Daily News Wrap-Up: India’s Wind Installations Surge by 165% YoY in Q2 2023

THDC floats consultancy tender to acquire land for 2 GW solar parks

July 17, 2023


India added 1,139.5 MW of wind power capacity in the second quarter (Q2) of the calendar year 2023, representing a 165% year-over-year increase, according to Mercom India Research. Installations grew 54% quarter-over-quarter from 737.85 MW in Q1 2023. The increase in installations was spurred by enabling policies by the government, such as the implementation of the Renewable Purchase Obligation trajectory until 2029-2030.

THDC India has invited bids to empanel consultants for the acquisition of land to develop 2,000 MW ultra mega renewable energy parks in Rajasthan under the Ministry of New and Renewable Energy’s Solar Park Program. The last date to submit the bids is August 10, 2023. Bids will be opened the following day. The consultants will be empanelled for two years under Class A and Class B categories.

Solar Energy Corporation of India has invited bids to select an agency for conducting a geotechnical study and topography survey for a solar power project at the Mithakari site in South Andaman. The geotechnical investigation will be carried out to provide the designer with sufficiently accurate information about the substrata profile and relevant parameters at the site based on which the foundation for the solar power project and other associated facilities will be designed.

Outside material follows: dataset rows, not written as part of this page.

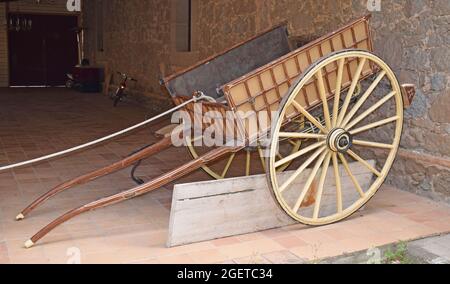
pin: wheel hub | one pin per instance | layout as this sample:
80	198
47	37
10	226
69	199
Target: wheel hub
339	140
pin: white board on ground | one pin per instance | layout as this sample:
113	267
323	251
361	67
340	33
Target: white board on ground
216	209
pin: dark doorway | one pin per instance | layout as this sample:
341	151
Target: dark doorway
44	54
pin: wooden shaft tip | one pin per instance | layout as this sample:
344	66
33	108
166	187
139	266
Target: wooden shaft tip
29	244
20	217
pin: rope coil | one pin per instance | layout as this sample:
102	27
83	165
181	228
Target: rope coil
198	96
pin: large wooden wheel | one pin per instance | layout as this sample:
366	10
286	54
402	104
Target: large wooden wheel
324	186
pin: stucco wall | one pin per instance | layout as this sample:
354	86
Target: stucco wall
411	35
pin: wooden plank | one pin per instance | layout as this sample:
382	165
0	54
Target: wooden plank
216	209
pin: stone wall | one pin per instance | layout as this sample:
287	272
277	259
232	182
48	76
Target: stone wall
411	35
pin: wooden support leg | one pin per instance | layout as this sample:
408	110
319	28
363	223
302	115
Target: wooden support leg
145	153
137	191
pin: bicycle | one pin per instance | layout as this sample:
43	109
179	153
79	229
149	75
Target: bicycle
120	94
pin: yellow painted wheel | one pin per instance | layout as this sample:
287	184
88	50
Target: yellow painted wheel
341	166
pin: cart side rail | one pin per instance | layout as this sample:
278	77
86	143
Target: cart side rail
260	92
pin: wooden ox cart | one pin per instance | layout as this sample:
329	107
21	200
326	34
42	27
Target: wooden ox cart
327	103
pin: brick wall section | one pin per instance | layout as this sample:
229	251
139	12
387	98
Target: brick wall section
411	35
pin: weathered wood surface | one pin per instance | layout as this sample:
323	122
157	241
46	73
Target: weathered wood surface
222	208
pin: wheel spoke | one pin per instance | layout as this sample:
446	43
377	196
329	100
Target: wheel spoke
300	170
261	157
338	183
364	162
323	176
227	166
351	90
337	93
323	96
371	110
372	144
298	154
308	116
375	125
352	177
302	135
363	99
308	183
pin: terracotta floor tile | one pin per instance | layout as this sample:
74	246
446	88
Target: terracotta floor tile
290	242
207	256
283	257
254	259
176	259
226	241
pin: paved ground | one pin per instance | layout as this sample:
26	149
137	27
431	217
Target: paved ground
36	122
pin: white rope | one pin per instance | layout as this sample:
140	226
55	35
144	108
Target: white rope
197	97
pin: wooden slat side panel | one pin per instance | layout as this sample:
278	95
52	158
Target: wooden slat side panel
212	116
277	77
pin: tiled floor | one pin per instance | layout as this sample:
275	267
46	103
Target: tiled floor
36	122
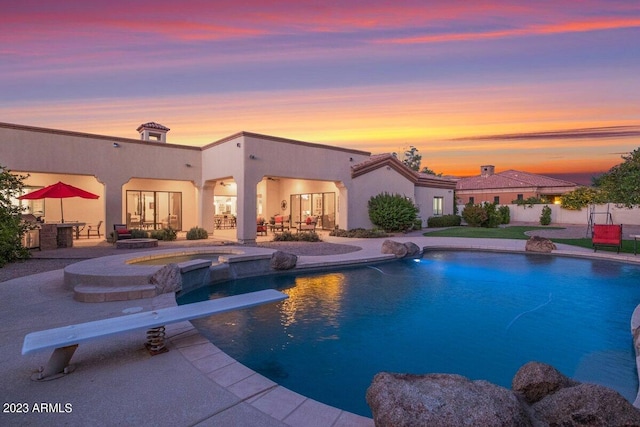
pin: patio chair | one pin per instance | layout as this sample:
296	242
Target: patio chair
94	229
607	235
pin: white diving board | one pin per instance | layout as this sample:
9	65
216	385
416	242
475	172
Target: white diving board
65	340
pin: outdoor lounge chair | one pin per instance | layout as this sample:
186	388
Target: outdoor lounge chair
121	231
94	229
607	235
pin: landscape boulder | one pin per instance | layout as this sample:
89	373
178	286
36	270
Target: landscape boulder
167	279
395	248
539	244
535	380
413	250
587	405
283	260
541	396
441	400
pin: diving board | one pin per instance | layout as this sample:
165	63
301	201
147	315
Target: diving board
65	340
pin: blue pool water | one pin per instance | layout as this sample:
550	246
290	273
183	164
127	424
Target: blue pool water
480	315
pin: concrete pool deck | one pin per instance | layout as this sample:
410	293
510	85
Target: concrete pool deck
116	381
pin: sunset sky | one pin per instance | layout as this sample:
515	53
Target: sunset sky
545	86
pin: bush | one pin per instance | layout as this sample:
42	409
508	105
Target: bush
505	214
288	236
12	228
166	234
197	233
392	212
444	221
139	234
359	233
474	215
545	217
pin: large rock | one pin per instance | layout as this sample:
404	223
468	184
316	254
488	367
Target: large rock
442	400
587	405
539	244
535	380
167	279
413	250
283	260
395	248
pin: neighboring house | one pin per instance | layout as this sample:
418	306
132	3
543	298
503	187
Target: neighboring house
151	184
505	187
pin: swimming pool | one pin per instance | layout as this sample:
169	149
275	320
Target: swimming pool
481	315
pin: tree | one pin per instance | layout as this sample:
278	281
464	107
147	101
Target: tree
621	184
412	159
11	226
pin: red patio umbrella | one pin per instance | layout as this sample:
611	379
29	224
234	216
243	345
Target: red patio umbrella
60	190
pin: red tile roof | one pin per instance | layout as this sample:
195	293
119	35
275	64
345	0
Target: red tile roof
510	179
377	161
153	125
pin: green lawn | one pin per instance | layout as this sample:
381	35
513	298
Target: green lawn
517	232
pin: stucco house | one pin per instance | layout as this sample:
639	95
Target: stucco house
152	183
507	186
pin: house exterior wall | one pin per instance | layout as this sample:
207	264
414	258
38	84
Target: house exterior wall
32	149
249	158
424	200
371	184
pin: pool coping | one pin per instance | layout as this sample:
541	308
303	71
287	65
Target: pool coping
263	394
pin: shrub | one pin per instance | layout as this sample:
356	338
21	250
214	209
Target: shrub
197	233
11	226
392	212
288	236
474	215
505	214
545	217
166	234
444	221
139	234
358	233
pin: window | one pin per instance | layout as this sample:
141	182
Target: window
154	210
322	206
438	202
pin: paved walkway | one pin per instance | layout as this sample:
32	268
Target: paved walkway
117	383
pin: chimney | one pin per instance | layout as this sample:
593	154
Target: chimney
487	170
153	132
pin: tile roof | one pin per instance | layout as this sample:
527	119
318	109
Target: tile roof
510	179
377	161
153	125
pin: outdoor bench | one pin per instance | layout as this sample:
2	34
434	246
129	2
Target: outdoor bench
65	340
607	235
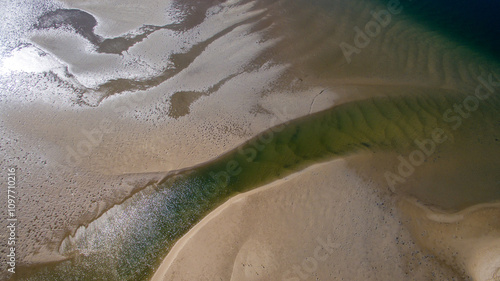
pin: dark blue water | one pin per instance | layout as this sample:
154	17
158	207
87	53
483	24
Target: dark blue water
471	23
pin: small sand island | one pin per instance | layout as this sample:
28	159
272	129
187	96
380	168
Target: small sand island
250	140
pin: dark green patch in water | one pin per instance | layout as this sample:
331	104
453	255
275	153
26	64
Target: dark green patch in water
152	220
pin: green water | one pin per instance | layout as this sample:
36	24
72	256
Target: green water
138	237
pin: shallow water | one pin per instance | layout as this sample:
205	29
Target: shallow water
136	235
401	84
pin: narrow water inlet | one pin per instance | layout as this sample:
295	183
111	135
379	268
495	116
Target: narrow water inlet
131	239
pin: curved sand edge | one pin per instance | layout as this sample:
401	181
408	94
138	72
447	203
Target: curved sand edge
321	222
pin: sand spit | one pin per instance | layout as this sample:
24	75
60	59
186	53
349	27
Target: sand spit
323	223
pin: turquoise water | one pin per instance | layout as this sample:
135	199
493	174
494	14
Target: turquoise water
131	242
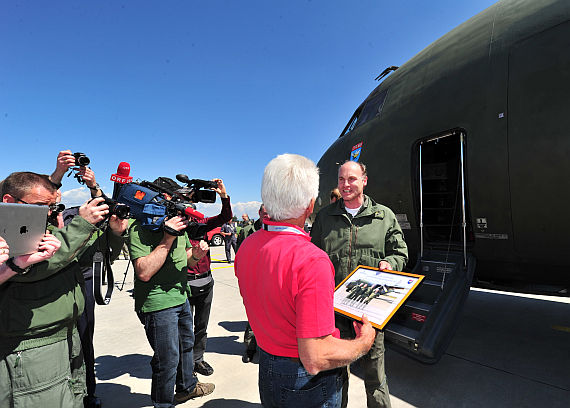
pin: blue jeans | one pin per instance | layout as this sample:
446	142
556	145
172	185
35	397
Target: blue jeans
284	382
170	335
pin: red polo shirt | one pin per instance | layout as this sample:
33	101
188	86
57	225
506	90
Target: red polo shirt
287	286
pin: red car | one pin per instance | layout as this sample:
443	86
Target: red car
214	237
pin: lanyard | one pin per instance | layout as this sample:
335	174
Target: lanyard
283	228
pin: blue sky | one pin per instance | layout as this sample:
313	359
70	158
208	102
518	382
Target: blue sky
206	88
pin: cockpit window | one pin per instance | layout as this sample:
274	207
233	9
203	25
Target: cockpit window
371	109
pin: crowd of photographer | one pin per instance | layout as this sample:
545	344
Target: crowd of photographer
47	297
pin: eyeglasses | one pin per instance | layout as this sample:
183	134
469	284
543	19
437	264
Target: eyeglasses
55	207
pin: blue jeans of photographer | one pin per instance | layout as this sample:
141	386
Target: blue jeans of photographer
169	333
284	382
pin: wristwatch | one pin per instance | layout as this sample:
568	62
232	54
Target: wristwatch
16	268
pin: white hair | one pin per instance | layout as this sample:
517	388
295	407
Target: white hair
289	184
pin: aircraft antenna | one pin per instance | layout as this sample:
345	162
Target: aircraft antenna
386	72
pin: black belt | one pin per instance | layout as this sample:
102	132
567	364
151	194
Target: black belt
194	276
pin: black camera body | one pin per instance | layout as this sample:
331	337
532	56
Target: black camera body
197	190
121	210
81	159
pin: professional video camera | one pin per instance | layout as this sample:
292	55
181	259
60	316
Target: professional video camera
194	189
121	210
151	208
81	159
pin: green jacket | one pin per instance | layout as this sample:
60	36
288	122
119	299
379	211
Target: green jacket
373	235
41	307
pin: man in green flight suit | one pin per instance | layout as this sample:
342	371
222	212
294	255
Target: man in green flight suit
40	353
354	231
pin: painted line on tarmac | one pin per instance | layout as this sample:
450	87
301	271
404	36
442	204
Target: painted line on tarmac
507	372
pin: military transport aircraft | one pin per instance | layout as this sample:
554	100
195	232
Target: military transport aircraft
469	144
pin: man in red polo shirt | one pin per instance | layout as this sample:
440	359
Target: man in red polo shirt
287	285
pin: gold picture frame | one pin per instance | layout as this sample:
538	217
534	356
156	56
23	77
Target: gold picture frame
376	293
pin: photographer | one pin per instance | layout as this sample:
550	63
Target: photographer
161	302
86	322
201	284
39	343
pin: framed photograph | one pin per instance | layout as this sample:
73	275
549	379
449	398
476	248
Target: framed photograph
374	292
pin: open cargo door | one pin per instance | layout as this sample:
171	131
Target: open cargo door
425	324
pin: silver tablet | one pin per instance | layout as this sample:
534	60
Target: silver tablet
22	226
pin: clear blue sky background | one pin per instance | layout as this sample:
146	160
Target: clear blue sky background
207	88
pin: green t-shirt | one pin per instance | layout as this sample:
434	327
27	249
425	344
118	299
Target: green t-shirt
168	287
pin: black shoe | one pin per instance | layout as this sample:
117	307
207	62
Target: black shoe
91	401
203	368
200	390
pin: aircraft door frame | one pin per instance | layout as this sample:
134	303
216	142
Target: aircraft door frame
460	134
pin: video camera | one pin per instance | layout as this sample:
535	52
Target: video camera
121	210
81	159
194	189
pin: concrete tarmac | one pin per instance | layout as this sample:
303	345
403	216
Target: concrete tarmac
509	351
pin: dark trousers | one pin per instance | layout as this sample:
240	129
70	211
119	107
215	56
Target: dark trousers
86	328
230	243
249	340
169	333
201	302
284	382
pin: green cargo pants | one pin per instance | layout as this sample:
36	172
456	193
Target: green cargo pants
375	382
47	376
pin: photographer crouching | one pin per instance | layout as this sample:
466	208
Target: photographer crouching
40	353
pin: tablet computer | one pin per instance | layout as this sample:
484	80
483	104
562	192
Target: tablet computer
23	226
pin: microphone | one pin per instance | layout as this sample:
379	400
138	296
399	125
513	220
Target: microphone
121	177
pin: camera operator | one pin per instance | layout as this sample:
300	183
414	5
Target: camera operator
39	343
161	294
86	322
201	284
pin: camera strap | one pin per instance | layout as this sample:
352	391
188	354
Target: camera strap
102	269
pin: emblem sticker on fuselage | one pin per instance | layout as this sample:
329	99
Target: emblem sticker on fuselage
355	152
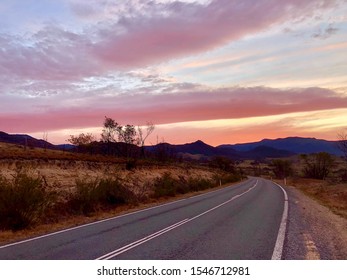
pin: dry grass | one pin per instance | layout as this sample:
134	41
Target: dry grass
9	236
332	195
59	171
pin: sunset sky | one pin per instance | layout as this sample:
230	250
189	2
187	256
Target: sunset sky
222	71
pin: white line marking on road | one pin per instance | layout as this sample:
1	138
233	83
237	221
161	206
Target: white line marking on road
277	253
141	241
101	221
167	229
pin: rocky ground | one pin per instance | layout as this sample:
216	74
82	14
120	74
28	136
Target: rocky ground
313	230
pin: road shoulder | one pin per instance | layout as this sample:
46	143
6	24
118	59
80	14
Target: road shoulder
313	230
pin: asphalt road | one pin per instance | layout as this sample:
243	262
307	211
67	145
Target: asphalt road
237	222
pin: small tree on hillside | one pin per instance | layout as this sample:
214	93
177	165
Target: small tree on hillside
143	135
342	143
282	168
110	130
317	166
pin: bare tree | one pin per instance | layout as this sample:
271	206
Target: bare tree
110	130
45	139
342	143
143	135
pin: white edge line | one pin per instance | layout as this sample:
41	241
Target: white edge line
141	241
104	220
167	229
277	253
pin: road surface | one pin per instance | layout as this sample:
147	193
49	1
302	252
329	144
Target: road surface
238	222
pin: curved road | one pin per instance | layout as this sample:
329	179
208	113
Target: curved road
237	222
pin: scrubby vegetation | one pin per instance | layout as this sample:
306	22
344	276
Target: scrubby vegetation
28	198
23	201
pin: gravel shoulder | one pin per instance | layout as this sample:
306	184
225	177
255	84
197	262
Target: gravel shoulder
313	230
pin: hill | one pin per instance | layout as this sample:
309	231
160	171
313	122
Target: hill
25	140
297	145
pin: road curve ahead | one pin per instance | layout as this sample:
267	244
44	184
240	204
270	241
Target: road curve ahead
237	222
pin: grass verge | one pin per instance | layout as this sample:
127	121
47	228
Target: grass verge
331	195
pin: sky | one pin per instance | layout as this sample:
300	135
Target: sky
222	71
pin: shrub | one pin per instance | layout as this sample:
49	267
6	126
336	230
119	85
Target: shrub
93	194
22	201
166	185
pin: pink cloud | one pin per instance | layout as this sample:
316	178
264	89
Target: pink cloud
155	34
193	28
177	107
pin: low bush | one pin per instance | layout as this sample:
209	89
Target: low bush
167	185
23	200
92	195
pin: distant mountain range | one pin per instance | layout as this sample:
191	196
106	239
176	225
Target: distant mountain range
27	140
296	145
266	148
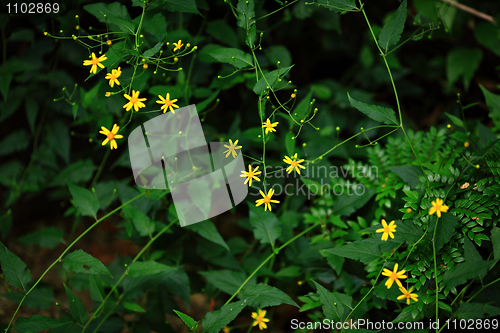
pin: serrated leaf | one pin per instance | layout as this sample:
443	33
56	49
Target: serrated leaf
392	30
215	321
266	226
81	262
38	323
207	230
76	307
363	251
190	322
86	202
265	296
14	269
377	113
141	268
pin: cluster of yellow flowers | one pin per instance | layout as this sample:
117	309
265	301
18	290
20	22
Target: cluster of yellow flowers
133	101
394	276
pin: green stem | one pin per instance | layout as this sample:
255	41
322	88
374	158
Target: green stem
66	251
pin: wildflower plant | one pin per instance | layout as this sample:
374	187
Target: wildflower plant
333	150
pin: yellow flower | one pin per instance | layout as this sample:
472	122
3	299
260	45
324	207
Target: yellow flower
437	206
269	127
259	319
387	230
113	77
167	103
178	45
251	174
232	148
111	136
134	101
266	200
94	62
407	295
293	164
394	276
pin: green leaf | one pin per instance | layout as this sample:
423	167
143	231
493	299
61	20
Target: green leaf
207	230
14	269
235	57
226	280
266	226
265	296
392	30
377	113
86	202
270	80
493	102
81	262
190	322
141	221
47	237
215	321
336	306
37	323
76	307
141	268
462	63
132	307
363	251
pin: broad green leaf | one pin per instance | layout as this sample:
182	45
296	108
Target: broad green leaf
132	307
446	228
47	237
190	322
76	307
336	306
81	262
266	226
392	30
235	57
377	113
37	323
493	102
215	321
462	63
141	221
14	269
265	296
225	280
207	230
141	268
408	173
364	251
86	202
270	80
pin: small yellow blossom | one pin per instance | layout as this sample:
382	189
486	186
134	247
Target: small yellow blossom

In a move to improve the collection efficiency of distribution companies (DISCOMs), the Ministry of Power has changed the methodology to calculate Aggregate Technical and Commercial (AT&C) losses. The existing methodology was reviewed after weighing the feedback from DISCOMs, who said that it restricted the collection efficiency to 100%, and the efforts of the DISCOMs in realizing the past dues and liquidation of outstanding subsidies were not reflected in the calculation of AT&C losses.

The engineering, procurement, and construction (EPC) arm of Shapoorji Pallonji Group, Sterling and Wilson Renewable Energy’s consolidated net loss was reduced by 73% year-over-year (YoY) to ₹950 million (~$11.6 million) for the first quarter of the financial year 2023-24 from a loss of ₹3.56 billion (~$43.4 million) due to higher contribution from the domestic EPC segment. The company posted a YoY decrease of 57% in revenue at ₹5.15 billion (~$62.7 million). This was mainly due to an 84% fall in revenue from its international EPC operations to ₹1.59 billion (~$19.4 million).

Standard Chartered has announced a financial package of €1.29 billion (~$1.45 billion) to support the Angolan Ministry of Finance in constructing 48 hybrid solar power generation systems equipped with energy storage to create autonomous mini-grids. These systems will provide 100% renewable electricity to communities without access to the national electricity grid. The funding will support the expansion of the national grid in Malanje, as well as the construction of new transmission lines and networks connecting other municipalities.

The European Commission has announced the allocation of over €3.6 billion (~$4 billion) from the Innovation Fund for 41 large-scale clean tech projects across Europe. The Innovation Fund, financed by revenues from the auctioning of allowances from the EU Emissions Trading System (EU ETS), is among the world’s largest funding programs for the deployment of net-zero and innovative technologies. With an estimated revenue of €40 billion (~$44.9 billion) until 2030, the fund aims to support businesses investing in clean energy and accelerate the energy transition.

New York Stock Exchange (NYSE) has decided to initiate proceedings to delist Azure Power Global from the stock exchange. The trading of the company’s equity shares has been immediately suspended. NYSE decided that Azure’s equity shares are not suitable for listing because the company is a late filer and has not filed with the U.S. Securities and Exchange Commission its annual report on Form 20-F for the fiscal year ended March 31, 2022, and current report on Form 6-K for the half year ended September 30, 2022.